Chef Laura Stec Gives a Fall Cooking Demonstration

On the menu at chef Laura Stec’s cooking demonstration at Northside Library on Sept. 1 were a roasted vegetable and rice casserole, almond pesto, broccolini with parmesan and pinenut, roasted vegetables, roasted carrots, and gomasio. Noticeably missing from the menu was meat.

“Tonight we’re learning about fall vegetables and grains- winter squashes, root vegetables, broccoli, brown rice and hato mugi, which is a Japanese barley,” Stec says. “We’re going to make gomasio, which is toasted sesame seeds in sea salt. We’re turning this into a roasted vegetable pie.”

Librarian Angela Ocana loved Stec’s pesto and thought her casserole was easy to make.


“Laura’s whole thing is cooking with healthy, sustainable local foods,” Ocana says. “Her program is sponsored by the Santa Clara City Library Foundation & Friends and a grant we got through Kaiser. We had her at Northside Library during our grand opening a year ago. She’s a fan favorite with our public.”

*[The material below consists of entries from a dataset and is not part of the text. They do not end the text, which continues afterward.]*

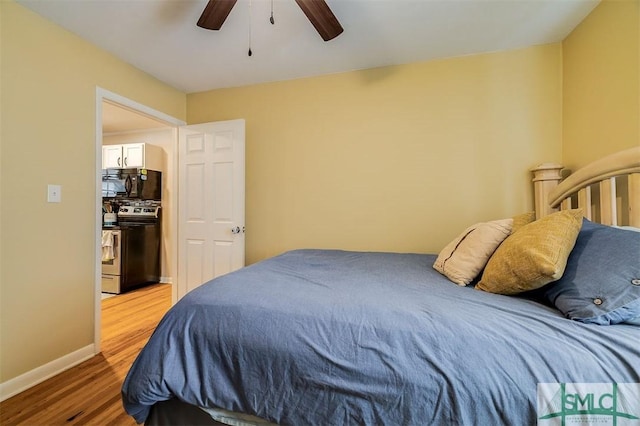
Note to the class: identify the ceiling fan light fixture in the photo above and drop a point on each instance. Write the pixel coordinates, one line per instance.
(317, 12)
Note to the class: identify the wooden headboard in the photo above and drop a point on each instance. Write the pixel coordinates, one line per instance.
(608, 190)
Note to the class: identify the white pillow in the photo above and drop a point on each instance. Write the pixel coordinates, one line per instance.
(464, 258)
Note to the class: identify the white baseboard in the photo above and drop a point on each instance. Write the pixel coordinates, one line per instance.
(40, 374)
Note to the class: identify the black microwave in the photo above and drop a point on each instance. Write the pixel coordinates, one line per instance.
(141, 184)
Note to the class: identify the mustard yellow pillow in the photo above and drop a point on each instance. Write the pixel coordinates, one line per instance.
(533, 256)
(463, 258)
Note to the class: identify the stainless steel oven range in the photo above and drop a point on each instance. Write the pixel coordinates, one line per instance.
(133, 248)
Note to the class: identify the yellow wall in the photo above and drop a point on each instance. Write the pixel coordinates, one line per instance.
(392, 159)
(48, 84)
(601, 83)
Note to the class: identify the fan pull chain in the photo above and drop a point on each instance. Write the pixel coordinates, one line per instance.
(250, 52)
(271, 18)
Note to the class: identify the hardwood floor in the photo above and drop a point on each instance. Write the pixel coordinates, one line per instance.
(90, 392)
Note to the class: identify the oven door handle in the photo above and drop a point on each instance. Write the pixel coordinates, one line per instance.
(128, 185)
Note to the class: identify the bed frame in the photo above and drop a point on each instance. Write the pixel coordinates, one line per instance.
(608, 190)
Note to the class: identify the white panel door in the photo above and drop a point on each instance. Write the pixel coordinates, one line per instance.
(210, 202)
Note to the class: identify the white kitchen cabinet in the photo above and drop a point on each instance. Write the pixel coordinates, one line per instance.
(132, 155)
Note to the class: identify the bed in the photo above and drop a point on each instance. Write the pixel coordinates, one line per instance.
(523, 320)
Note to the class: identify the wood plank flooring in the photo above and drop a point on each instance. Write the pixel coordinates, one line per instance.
(89, 394)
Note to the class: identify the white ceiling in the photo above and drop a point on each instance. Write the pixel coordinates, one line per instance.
(161, 36)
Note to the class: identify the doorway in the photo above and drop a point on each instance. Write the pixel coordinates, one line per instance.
(116, 114)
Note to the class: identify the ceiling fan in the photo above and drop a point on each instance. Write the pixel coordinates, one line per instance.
(317, 11)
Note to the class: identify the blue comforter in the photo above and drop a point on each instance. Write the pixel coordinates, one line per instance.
(321, 337)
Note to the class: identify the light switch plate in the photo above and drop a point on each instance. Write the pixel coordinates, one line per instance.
(54, 193)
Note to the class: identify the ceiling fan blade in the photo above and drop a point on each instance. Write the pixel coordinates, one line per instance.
(322, 18)
(215, 13)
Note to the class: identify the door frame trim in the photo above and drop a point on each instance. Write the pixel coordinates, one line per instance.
(101, 96)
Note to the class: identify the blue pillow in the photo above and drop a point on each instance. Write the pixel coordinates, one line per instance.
(601, 283)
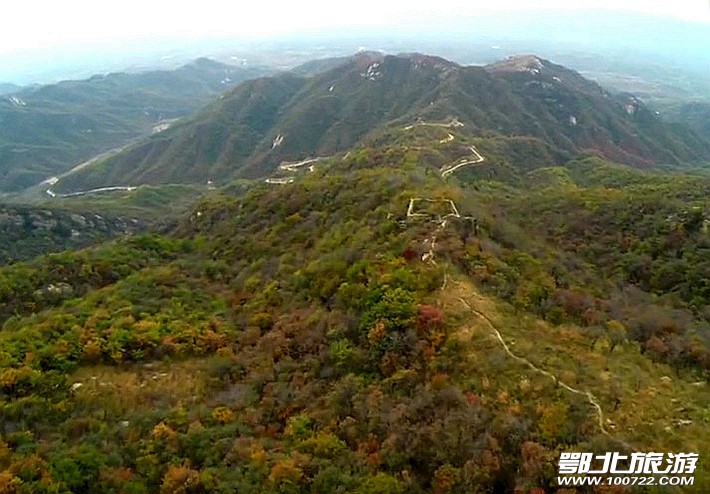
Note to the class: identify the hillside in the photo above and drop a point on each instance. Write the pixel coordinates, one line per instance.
(27, 232)
(353, 329)
(6, 88)
(46, 130)
(696, 114)
(288, 117)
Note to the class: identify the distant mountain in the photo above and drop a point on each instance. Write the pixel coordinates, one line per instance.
(7, 88)
(695, 114)
(263, 122)
(45, 130)
(27, 231)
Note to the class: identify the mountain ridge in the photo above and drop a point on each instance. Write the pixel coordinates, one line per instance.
(334, 110)
(45, 130)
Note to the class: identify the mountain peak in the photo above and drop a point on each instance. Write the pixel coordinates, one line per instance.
(520, 63)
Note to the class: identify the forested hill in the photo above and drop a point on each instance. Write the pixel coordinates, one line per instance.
(45, 130)
(351, 328)
(289, 117)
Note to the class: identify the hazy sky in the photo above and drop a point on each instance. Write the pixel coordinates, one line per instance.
(31, 25)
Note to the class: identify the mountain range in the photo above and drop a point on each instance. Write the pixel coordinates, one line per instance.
(45, 130)
(338, 104)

“My interest right now is all about vegetables,” Stec says. “I was a vegetarian for 17 years. I no longer am, but I still kind of am. Whatever diet you are on, whether it’s Atkins, paleo, gluten-free, or whatever, you should be eating more vegetables. My next book is on vegetables.”

So far, Stec, with Dr. Eugene Cordero, has co-authored “Cool Cuisine: Taking the Bite out of Global Warming.” This cookbook and food writer believes that healthy food doesn’t have to taste bland, but that preparing a flavorful meal involves knowledge about food.

“Some people say healthy food doesn’t taste good and I say to them ‘you’re not doing it right,'” Stec says. “Eating is something we do three times a day, and yet most of us don’t know much about how to do it. If we played golf three times a day, we’d probably get private lessons and get the right equipment and read periodicals. But the skills involved with cooking and eating have escaped us. Cooking is just like coding or cutting hair or being a doctor. It takes skills.”

For Stec, her cooking abilities have also come from experience and education. She has worked in restaurants since she was 16. The last restaurant she worked at was Left Bank in Menlo Park. She studied at the Culinary Institute of America, the School of Natural Cookery, and the Vega Macrobiotics Study Center.

“Macrobiotics is the study of macro-, meaning large and bio-, meaning life,” Stec explains. “Macrobiotics is about how to cleanse oneself spiritually, mentally and physically. Macrobiotics is your baseline if you’re interested in natural and healthful food. Just like how French cuisine is your baseline if you’re interested in standard restaurant cuisine.”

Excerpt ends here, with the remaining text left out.